Nach der Überlegung Nehammers, die Gewinne des Verbund zu eliminieren, verlor der Verbund mehr als 4 Mrd. € an Marktwert. Am 5. Mai fiel die Aktie nach Bekanntwerden der Aussagen in einem Interview mit der „Tiroler Tageszeitung“ um mehr als zehn Prozent und hat sich seither nicht erholt.

Stromunternehmen, die wie der Verbund viel Strom aus erneuerbaren Quellen erzeugen, haben zuletzt große Gewinne gemacht, weil das Strompreisniveau insgesamt stark gestiegen ist. Der Strompreis richtet sich nach dem teuersten Kraftwerk, das zur Deckung des Bedarfs benötigt wird. In Österreich ist es in der Regel eine Gasanlage.

Aus Verbund-Sicht hilft nur ein massiver Ausbau erneuerbarer Energien, den Bedarf an Gasanlagen zu reduzieren. An windigen Tagen ist der Großhandelspreis für Strom bereits sehr niedrig und manchmal sogar negativ. Auch sonnige Tage und Zeiten mit geringer Stromnachfrage dämpfen das Preisniveau an der Strombörse.

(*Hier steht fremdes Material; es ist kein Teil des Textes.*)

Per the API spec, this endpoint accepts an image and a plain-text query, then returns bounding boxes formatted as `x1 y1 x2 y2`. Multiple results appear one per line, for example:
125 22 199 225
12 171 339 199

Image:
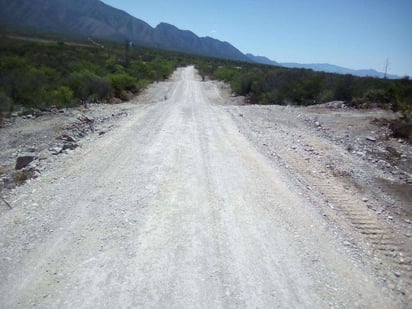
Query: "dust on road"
0 67 406 308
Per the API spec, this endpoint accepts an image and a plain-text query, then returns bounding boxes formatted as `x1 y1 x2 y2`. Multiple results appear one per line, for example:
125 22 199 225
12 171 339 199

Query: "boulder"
15 155 37 171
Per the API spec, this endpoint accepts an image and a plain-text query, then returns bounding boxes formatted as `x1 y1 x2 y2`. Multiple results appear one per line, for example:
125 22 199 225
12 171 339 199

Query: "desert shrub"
107 72 137 96
68 70 112 100
0 91 13 115
49 86 74 108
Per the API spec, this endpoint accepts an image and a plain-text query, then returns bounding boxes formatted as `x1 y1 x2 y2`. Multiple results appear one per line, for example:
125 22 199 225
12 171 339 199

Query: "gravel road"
0 67 401 308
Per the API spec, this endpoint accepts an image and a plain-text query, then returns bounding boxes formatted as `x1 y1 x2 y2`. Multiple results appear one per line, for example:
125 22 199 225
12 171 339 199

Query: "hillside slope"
0 0 249 61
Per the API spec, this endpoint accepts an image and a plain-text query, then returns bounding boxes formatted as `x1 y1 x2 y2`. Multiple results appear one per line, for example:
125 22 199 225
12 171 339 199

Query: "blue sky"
103 0 412 77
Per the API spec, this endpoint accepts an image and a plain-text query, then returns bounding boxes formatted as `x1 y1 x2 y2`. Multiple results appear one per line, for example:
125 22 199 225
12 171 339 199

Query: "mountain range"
246 54 399 79
0 0 249 61
0 0 397 78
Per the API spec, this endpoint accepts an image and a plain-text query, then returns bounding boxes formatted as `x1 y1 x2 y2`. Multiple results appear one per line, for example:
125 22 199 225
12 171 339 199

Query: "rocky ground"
227 102 412 295
0 68 412 308
0 101 140 195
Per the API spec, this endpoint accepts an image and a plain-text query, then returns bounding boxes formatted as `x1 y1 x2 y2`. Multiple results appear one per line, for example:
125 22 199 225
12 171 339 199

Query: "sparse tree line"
0 38 184 115
0 33 412 120
198 60 412 116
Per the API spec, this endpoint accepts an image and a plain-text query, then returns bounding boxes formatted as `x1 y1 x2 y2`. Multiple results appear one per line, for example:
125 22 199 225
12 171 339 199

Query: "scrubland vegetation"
0 37 185 114
199 61 412 115
0 36 412 120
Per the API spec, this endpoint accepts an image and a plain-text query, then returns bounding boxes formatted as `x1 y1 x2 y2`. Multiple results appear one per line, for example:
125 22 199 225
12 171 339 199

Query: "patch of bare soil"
229 102 412 296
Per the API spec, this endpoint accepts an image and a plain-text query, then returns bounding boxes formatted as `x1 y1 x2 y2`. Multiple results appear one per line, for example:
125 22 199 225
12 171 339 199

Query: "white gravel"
0 67 399 308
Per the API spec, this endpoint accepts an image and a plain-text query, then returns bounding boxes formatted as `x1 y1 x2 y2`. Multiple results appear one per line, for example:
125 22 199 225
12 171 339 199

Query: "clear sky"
103 0 412 77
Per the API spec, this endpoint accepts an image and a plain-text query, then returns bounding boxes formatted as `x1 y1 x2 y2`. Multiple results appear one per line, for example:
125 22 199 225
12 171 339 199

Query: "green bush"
68 70 112 100
49 86 74 108
107 72 137 96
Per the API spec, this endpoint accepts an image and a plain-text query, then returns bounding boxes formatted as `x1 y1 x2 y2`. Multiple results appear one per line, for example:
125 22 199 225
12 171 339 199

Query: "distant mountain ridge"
0 0 399 78
246 54 399 79
0 0 249 61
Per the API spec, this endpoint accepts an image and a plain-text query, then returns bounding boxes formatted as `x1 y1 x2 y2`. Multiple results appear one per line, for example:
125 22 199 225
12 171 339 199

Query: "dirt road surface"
0 67 409 308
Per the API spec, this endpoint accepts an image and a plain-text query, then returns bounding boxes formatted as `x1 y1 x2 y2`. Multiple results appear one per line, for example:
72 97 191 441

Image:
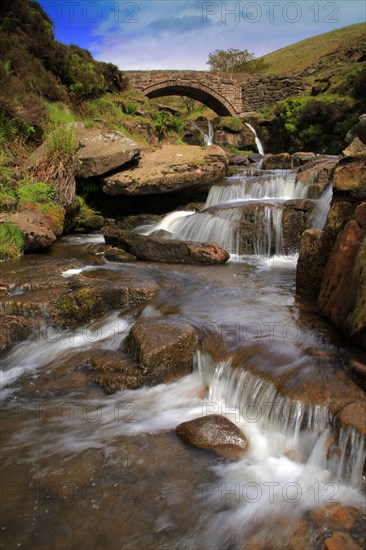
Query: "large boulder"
123 318 197 386
77 128 140 178
88 350 144 394
102 144 227 196
333 153 366 200
296 229 329 295
104 225 230 264
0 210 56 252
296 157 337 199
282 199 315 254
175 414 248 460
319 220 366 348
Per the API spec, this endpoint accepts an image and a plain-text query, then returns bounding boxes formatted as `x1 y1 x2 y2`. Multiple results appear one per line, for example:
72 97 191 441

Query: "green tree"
207 48 254 73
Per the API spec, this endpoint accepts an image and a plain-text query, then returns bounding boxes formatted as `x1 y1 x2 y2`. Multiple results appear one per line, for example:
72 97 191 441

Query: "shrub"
18 180 56 206
0 223 24 260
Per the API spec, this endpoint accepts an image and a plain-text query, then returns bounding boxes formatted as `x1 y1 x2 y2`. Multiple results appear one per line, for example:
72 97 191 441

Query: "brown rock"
310 503 357 529
0 315 32 351
89 350 144 394
292 151 316 168
175 414 248 460
348 359 366 392
0 211 56 252
123 318 197 386
337 400 366 437
77 128 140 178
333 153 366 199
355 202 366 229
319 220 366 347
296 158 337 198
104 225 230 264
324 531 362 550
282 199 315 254
104 246 137 262
342 137 366 157
296 229 329 295
262 153 292 170
102 145 227 195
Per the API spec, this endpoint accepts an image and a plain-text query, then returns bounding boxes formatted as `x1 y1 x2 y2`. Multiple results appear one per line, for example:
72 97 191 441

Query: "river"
0 166 365 550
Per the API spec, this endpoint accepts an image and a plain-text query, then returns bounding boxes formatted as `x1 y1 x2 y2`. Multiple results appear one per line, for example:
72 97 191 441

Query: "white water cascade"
135 170 307 260
192 120 214 147
245 122 264 156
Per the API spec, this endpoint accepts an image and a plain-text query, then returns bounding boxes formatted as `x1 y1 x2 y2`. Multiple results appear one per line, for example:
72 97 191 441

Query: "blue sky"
40 0 366 70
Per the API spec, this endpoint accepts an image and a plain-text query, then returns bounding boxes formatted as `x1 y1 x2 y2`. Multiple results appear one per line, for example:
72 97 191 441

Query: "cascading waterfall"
245 122 264 156
195 351 366 488
172 208 241 254
205 171 308 208
192 120 214 147
136 170 307 259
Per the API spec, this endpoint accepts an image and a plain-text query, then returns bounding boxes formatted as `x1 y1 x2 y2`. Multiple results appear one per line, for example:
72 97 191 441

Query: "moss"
0 223 24 260
56 288 105 325
75 197 104 231
36 203 65 237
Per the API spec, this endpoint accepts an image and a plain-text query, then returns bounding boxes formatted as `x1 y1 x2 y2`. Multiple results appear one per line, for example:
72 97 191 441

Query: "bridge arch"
141 80 238 116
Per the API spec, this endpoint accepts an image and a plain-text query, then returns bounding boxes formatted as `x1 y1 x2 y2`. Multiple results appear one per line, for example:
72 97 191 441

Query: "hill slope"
261 23 366 74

„Der massive und schnelle Ausbau der erneuerbaren Energieerzeugung und der Umbau des gesamten Stromsystems ist unsere beste und wohl einzige Chance, uns unabhängiger von fossilen Importen und hohen Energiepreisen zu machen und unsere Klimaziele zu erreichen“, sagt der Unternehmen. Dafür will der Konzern 2024 drei Milliarden Euro investieren, allein in diesem Jahr eine Milliarde.